The symptoms must not be better accounted for by another mental disorder. For the Inattentive Type, at least 6 of the following symptoms must have persisted for at least 6 months: lack of attention to details/ careless mistakes, lack of sustained attention, poor listener, failure to follow through on tasks, poor organization, avoids tasks requiring sustained mental effort, loses things, easily distracted, forgetful.

For the Hyperactive-Impulsive Type, at least 6 of the following symptoms must have persisted for at least 6 months: fidgeting/ squirming, leaving seat, inappropriate running/ climbing, difficulty with quiet activities, "on the go," excessive talking, blurting answers, can't wait turn, intrusive. For a Combined Type diagnosis, both inattentive and hyperactive-impulsive criteria must be met.
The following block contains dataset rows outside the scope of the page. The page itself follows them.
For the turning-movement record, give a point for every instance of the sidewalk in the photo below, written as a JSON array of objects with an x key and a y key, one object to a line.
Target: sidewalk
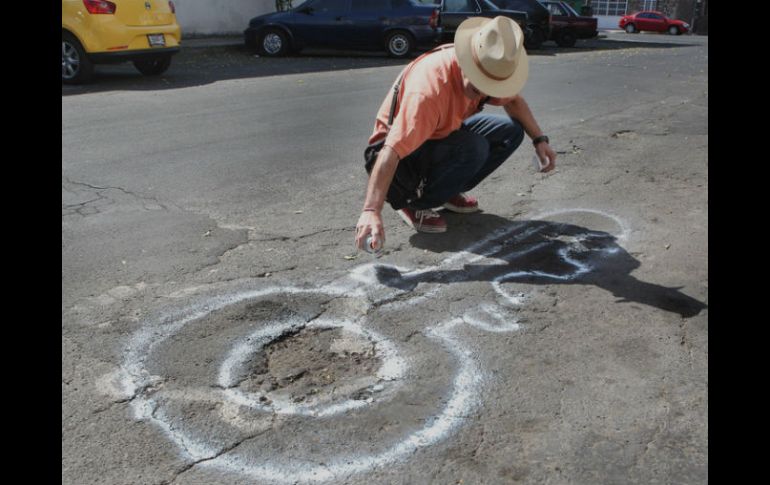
[{"x": 212, "y": 41}]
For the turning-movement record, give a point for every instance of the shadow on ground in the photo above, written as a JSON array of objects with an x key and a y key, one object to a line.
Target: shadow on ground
[
  {"x": 539, "y": 253},
  {"x": 197, "y": 66}
]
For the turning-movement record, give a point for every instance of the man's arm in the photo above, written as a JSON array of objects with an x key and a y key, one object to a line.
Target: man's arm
[
  {"x": 370, "y": 221},
  {"x": 518, "y": 109}
]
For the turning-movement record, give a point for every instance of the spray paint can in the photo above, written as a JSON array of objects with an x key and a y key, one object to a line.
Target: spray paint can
[
  {"x": 539, "y": 166},
  {"x": 370, "y": 248}
]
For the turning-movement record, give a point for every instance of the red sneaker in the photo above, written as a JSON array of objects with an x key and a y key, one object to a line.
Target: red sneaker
[
  {"x": 464, "y": 204},
  {"x": 425, "y": 220}
]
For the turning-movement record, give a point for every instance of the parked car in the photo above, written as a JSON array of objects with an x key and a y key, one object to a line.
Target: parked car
[
  {"x": 567, "y": 26},
  {"x": 397, "y": 26},
  {"x": 538, "y": 19},
  {"x": 144, "y": 32},
  {"x": 653, "y": 22}
]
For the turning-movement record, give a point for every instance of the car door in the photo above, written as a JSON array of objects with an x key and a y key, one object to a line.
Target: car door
[
  {"x": 369, "y": 19},
  {"x": 453, "y": 12},
  {"x": 323, "y": 23},
  {"x": 657, "y": 22}
]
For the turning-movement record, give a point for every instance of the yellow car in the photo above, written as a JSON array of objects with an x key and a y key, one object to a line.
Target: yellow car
[{"x": 100, "y": 32}]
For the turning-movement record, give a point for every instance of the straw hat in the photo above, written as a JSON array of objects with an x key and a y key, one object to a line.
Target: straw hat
[{"x": 492, "y": 56}]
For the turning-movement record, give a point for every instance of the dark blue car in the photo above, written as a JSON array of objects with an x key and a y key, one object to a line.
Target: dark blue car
[{"x": 396, "y": 26}]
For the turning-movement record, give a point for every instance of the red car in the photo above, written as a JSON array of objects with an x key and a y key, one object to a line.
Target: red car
[{"x": 653, "y": 22}]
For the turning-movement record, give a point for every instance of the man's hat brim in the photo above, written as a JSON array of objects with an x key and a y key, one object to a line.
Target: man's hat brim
[{"x": 463, "y": 49}]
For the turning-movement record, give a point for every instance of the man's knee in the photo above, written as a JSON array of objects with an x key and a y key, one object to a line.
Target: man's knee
[
  {"x": 475, "y": 150},
  {"x": 513, "y": 135}
]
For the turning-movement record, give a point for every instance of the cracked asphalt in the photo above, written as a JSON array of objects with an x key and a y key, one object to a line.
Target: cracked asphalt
[{"x": 218, "y": 326}]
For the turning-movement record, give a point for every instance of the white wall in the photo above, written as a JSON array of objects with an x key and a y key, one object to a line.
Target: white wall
[{"x": 219, "y": 16}]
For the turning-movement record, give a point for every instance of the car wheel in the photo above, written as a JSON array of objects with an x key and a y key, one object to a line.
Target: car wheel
[
  {"x": 273, "y": 43},
  {"x": 535, "y": 39},
  {"x": 76, "y": 68},
  {"x": 399, "y": 44},
  {"x": 154, "y": 66},
  {"x": 566, "y": 39}
]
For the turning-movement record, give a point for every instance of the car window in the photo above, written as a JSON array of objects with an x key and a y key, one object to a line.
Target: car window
[
  {"x": 486, "y": 5},
  {"x": 460, "y": 6},
  {"x": 369, "y": 5},
  {"x": 331, "y": 5},
  {"x": 571, "y": 10},
  {"x": 556, "y": 9}
]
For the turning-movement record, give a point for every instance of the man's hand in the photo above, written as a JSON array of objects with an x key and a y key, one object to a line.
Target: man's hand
[
  {"x": 370, "y": 222},
  {"x": 544, "y": 150}
]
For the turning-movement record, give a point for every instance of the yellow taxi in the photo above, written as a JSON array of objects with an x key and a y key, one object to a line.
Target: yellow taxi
[{"x": 144, "y": 32}]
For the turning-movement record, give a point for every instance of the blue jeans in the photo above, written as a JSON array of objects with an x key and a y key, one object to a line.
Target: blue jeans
[{"x": 467, "y": 156}]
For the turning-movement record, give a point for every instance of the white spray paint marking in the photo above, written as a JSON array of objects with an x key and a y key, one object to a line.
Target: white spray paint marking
[
  {"x": 135, "y": 380},
  {"x": 465, "y": 388},
  {"x": 490, "y": 319},
  {"x": 625, "y": 231}
]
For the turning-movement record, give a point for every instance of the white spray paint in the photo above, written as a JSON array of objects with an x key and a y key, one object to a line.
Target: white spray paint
[{"x": 135, "y": 380}]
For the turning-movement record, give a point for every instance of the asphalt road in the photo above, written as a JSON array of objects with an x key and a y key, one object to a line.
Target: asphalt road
[{"x": 218, "y": 326}]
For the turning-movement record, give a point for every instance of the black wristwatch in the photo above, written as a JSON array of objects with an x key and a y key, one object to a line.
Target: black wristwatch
[{"x": 539, "y": 139}]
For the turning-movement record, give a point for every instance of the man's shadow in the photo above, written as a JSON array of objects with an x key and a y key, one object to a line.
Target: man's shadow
[{"x": 539, "y": 252}]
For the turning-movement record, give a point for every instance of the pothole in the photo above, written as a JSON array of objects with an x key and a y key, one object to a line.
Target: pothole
[
  {"x": 321, "y": 368},
  {"x": 312, "y": 364}
]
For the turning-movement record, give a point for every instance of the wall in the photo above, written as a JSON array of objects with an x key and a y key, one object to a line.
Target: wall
[{"x": 199, "y": 17}]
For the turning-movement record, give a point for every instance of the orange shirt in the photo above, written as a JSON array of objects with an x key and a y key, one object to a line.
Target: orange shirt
[{"x": 432, "y": 104}]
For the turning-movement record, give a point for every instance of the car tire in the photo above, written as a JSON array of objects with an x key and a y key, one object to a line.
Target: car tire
[
  {"x": 154, "y": 66},
  {"x": 273, "y": 43},
  {"x": 399, "y": 44},
  {"x": 535, "y": 39},
  {"x": 566, "y": 38},
  {"x": 76, "y": 67}
]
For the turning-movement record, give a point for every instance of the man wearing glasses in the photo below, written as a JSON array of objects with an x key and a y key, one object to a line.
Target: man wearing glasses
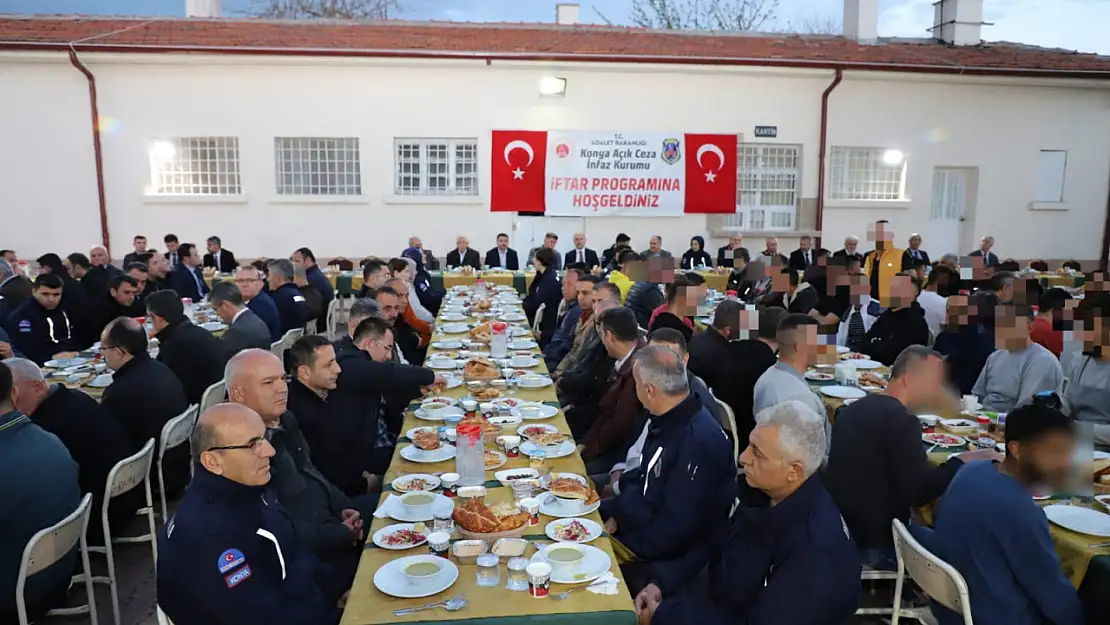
[
  {"x": 231, "y": 554},
  {"x": 250, "y": 283}
]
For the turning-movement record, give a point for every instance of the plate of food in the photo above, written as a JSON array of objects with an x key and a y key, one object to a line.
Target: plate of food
[
  {"x": 494, "y": 460},
  {"x": 477, "y": 520},
  {"x": 573, "y": 531},
  {"x": 413, "y": 453},
  {"x": 401, "y": 536},
  {"x": 944, "y": 441},
  {"x": 415, "y": 482}
]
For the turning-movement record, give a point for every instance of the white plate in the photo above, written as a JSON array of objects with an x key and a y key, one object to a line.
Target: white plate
[
  {"x": 545, "y": 412},
  {"x": 1079, "y": 518},
  {"x": 593, "y": 527},
  {"x": 533, "y": 381},
  {"x": 66, "y": 363},
  {"x": 450, "y": 411},
  {"x": 380, "y": 537},
  {"x": 391, "y": 581},
  {"x": 399, "y": 484},
  {"x": 413, "y": 453},
  {"x": 595, "y": 564},
  {"x": 843, "y": 392},
  {"x": 562, "y": 450}
]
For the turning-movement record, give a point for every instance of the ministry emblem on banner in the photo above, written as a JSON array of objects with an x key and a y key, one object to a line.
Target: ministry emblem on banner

Special Diagnostic Considerations

The specific etiology of ADHD is unknown, and there is no single diagnostic test. Adequate diagnosis requires the use not only of medical but also of special psychological, educational, and social resources. Learning may or may not be impaired. The diagnosis must be based upon a complete history and evaluation of the patient and not solely on the presence of the required number of DSM-IV characteristics.

Need for Comprehensive Treatment Program

STRATTERA is indicated as an integral part of a total treatment program for ADHD that may include other measures (psychological, educational, social) for patients with this syndrome. Drug treatment may not be indicated for all patients with this syndrome. Drug treatment is not intended for use in the patient who exhibits symptoms secondary to environmental factors and/ or other primary psychiatric disorders, including psychosis.

Appropriate educational placement is essential in children and adolescents with this diagnosis and psychosocial intervention is often helpful. When remedial measures alone are insufficient, the decision to prescribe drug treatment medication will depend upon the physician's assessment of the chronicity and severity of the patient's symptoms.

Long-Term Use

The effectiveness of STRATTERA for long-term use, ie, for more than 9 weeks in child and adolescent patients and 10 weeks in adult patients, has not been systematically evaluated in controlled trials. Therefore, the physician who elects to use STRATTERA for extended periods should periodically reevaluate the long-term usefulness of the drug for the individual patient (see DOSAGE AND ADMINISTRATION).